Но слово «молодость» было для него запретно — употреблять его было неприлично.
Мы въехали в гору, и появилась неизменная картина земли, округленной пригорками и вздутой своими невидимыми волнами, в косых лучах, то здесь, то там вырывавшихся из под облаков.
— Сиди лучше здесь, с родителями… — Мои слова прозвучали категорично, поскольку я говорил как старший — и именно это позволило мне спросить просто так, как бы продолжая диалог: — Тебе нравится Геня?
Как легко прозвучал труднейший вопрос, так же легко он ответил: — Конечно, нравится.

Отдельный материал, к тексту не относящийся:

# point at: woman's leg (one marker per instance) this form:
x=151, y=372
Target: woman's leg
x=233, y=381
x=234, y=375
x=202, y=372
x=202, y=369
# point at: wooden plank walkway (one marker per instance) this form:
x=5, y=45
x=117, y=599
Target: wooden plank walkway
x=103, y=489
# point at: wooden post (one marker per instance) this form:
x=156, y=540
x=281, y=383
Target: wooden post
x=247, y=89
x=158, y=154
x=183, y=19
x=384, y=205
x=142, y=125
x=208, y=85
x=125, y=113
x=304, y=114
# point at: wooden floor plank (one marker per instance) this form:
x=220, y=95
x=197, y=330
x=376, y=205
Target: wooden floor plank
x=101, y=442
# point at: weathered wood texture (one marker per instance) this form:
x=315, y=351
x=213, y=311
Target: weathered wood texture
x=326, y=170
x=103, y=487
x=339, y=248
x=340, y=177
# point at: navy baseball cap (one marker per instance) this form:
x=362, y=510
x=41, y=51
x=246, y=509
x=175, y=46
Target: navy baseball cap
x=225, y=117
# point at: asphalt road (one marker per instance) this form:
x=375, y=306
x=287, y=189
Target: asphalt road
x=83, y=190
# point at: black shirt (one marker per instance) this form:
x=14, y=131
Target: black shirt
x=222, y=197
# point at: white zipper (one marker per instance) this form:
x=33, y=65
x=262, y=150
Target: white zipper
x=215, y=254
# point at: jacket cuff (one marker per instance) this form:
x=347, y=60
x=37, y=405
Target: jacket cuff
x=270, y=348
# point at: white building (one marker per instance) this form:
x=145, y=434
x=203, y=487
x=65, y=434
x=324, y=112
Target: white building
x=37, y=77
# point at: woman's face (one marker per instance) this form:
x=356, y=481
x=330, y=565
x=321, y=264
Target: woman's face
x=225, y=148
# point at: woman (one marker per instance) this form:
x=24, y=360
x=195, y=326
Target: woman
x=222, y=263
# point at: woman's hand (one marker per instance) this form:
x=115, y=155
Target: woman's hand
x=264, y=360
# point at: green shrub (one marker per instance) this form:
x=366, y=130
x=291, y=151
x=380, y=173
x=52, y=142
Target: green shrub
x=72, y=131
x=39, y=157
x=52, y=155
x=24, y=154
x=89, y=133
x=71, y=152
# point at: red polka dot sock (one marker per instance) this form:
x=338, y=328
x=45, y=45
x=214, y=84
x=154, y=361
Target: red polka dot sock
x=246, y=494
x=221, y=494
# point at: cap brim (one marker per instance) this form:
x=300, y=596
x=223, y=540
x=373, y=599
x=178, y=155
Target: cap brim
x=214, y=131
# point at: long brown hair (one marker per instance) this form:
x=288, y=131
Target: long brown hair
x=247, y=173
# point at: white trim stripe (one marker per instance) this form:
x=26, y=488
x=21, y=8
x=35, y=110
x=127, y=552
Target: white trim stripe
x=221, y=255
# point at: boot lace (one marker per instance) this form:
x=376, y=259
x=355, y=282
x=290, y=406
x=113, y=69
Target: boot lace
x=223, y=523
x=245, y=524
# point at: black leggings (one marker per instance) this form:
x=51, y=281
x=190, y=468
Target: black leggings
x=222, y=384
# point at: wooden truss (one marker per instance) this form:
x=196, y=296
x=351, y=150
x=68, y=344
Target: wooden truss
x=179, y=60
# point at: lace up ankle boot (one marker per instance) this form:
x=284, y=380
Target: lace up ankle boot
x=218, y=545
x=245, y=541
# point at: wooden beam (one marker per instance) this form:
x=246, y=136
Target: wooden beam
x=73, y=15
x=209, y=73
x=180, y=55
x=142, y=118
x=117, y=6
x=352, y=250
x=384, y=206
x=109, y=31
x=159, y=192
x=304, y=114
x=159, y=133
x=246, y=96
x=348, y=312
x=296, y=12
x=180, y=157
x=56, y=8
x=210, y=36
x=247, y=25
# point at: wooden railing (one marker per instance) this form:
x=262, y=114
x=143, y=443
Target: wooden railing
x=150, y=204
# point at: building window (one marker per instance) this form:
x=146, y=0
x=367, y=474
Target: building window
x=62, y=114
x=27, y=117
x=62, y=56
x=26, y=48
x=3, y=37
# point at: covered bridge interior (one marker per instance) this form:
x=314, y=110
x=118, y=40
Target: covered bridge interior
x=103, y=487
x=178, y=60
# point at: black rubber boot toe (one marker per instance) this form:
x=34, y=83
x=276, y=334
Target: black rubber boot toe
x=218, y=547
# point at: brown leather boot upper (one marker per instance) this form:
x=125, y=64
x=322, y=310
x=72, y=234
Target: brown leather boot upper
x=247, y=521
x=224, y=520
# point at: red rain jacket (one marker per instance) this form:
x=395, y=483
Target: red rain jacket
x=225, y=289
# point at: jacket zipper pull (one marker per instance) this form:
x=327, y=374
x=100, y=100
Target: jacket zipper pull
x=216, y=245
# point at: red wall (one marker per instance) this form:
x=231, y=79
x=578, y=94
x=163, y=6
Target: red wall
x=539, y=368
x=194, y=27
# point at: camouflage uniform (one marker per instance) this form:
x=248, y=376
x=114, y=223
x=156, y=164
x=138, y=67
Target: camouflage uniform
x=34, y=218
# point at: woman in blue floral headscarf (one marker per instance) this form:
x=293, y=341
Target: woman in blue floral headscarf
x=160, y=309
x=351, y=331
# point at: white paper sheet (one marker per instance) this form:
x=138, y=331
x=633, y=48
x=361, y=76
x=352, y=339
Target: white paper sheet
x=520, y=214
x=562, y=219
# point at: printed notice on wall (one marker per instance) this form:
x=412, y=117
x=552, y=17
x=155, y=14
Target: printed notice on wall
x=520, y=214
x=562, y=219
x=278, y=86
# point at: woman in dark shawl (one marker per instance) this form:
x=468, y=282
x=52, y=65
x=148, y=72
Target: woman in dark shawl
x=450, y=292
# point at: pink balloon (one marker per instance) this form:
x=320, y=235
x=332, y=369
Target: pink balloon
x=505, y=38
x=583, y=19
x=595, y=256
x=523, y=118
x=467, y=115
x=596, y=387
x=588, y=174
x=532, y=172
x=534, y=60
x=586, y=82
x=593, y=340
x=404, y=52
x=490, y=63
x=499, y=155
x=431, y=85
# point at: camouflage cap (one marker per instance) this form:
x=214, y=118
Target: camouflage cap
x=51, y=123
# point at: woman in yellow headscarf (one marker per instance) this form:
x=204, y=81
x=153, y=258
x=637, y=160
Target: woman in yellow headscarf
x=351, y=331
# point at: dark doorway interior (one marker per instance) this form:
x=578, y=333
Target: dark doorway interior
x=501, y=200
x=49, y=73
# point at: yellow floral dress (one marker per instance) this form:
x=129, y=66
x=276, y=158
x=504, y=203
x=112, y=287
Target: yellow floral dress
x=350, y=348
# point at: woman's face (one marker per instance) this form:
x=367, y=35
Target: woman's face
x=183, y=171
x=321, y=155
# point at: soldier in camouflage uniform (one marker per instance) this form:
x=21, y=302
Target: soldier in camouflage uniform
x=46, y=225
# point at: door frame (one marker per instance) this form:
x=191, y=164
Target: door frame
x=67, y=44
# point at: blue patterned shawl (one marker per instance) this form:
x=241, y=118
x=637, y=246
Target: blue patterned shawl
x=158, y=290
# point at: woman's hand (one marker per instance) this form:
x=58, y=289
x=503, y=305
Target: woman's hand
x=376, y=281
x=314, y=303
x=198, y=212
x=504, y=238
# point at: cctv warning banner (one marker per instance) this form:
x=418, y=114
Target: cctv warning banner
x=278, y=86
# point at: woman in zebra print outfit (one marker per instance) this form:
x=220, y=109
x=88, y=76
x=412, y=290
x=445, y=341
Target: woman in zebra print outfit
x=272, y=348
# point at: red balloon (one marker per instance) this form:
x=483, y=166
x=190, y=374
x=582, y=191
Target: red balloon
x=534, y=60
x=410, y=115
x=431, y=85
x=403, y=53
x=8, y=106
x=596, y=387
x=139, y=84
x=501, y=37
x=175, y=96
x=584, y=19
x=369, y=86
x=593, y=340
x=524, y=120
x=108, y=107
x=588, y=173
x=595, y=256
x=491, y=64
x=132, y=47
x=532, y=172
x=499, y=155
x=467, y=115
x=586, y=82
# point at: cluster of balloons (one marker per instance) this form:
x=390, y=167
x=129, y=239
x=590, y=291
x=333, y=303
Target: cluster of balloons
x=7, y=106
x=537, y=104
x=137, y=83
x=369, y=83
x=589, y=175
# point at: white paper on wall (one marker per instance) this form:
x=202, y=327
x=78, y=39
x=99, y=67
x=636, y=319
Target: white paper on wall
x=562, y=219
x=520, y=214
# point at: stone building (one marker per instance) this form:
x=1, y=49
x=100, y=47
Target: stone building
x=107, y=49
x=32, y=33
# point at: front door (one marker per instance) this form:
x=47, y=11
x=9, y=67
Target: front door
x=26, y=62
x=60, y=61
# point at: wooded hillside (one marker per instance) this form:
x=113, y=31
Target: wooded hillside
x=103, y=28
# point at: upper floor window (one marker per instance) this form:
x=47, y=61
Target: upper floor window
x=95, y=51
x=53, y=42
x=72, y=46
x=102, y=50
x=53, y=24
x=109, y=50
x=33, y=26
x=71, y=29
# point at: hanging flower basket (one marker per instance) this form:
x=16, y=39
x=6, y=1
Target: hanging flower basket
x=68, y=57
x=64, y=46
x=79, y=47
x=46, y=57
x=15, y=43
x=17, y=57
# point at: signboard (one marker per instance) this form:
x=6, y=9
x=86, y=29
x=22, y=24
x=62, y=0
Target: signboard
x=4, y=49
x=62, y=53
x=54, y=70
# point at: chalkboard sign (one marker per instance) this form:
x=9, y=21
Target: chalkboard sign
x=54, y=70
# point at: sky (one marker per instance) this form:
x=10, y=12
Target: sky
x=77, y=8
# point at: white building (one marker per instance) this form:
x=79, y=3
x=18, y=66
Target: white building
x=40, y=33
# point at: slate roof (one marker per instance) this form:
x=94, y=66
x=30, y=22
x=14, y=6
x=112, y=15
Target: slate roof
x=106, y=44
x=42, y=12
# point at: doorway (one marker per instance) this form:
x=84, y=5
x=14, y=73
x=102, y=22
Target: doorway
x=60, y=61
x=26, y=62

Он заговорил, указывая кнутом: — Вы видите те кусты? Так вот, это вовсе не кусты, а верхушки деревьев, растущих в овраге, который тянется из Лисин и соединяется с бодзеховским лесом. Там иногда банды скрываются… Он сделал доверительную, мину, мы поехали дальше, проехали придорожного Христа, а я так ловко вернулся к теме, как будто вообще от нее не отходил… неожиданное спокойствие, причин которого я не знаю, позволило мне пренебречь ушедшим временем.
— Но ты не влюблен в нее?
Этот вопрос был гораздо более рискованным — это было уже попаданием в самую суть — он своей настойчивостью мог выдать мои темные позывы, мои и Фридерика, зачатые у их ног, у их ног, у их ног… я чувствовал себя так, как будто трогал спящего тигра. Немотивированный страх. — Не-е-е… ведь мы с детства знакомы!… но как сказано: без тени arrière pensée… хотя можно было ожидать, что недавний случай перед колесным сараем, когда все мы стали тайными сообщниками, несколько затруднит ему ответ.
Но ничего подобного! Очевидно, то существовало для него в ином разрезе — и он сейчас, со мной, был вне связи с тем — а его столь протяжное «не-е-е» имело привкус каприза и легкомысленности, даже озорства. Он сплюнул. Плевком он еще сильнее подчеркнул в себе озорника, рассмеялся; смех обезоруживал его, лишал возможности отреагировать иначе: он посмотрел на меня искоса, с хитрецой:
— Я бы лучше с пани Марией!
Нет! Это не могло быть правдой! Пани Мария с ее слезливой худобой! Но к чему тогда эти слова? Может потому, что он задрал юбку старой бабе? А на кой было задирать юбку, что за абсурд, мучительная загадка? Однако, я знал (и это был один из канонов моего литературного знания о людях), что человек иногда делает такое, что с виду может показаться совершенно бессмысленным, но человеку эти действия нужны лишь затем, что они определяют его — чтоб далеко не ходить за примером: кто-то способен на совершенно бессмысленное буйство, только чтобы не чувствовать себя трусом. А кто больше, чем молодежь, нуждается в таком самоопределении?… Кроме того, я был более чем уверен, что большинство действий и высказываний подростка, сидевшего рядом со мной с вожжами и кнутом, были именно теми действиями, которые он «производил над самим собой» — и даже можно было допустить, что наш — мой и Фридерика — тайный и восхищенный взгляд воодушевлял его на эту игру с собой в еще большей степени, чем он об этом догадывался. Ну хорошо: прогуливался вчера с нами, шел, скучал, от нечего делать задрал бабе юбку, чтоб немного схохмить, а захотелось ему сделать это может быть затем, чтоб из желанного стать страстно желающим. Мальчишеская эквилибристика. Хорошо. Но теперь, зачем он снова вернулся к той теме, признаваясь, что «ему бы лучше» с пани Марией, не скрывалось ли здесь какое-то агрессивное на этот раз желание?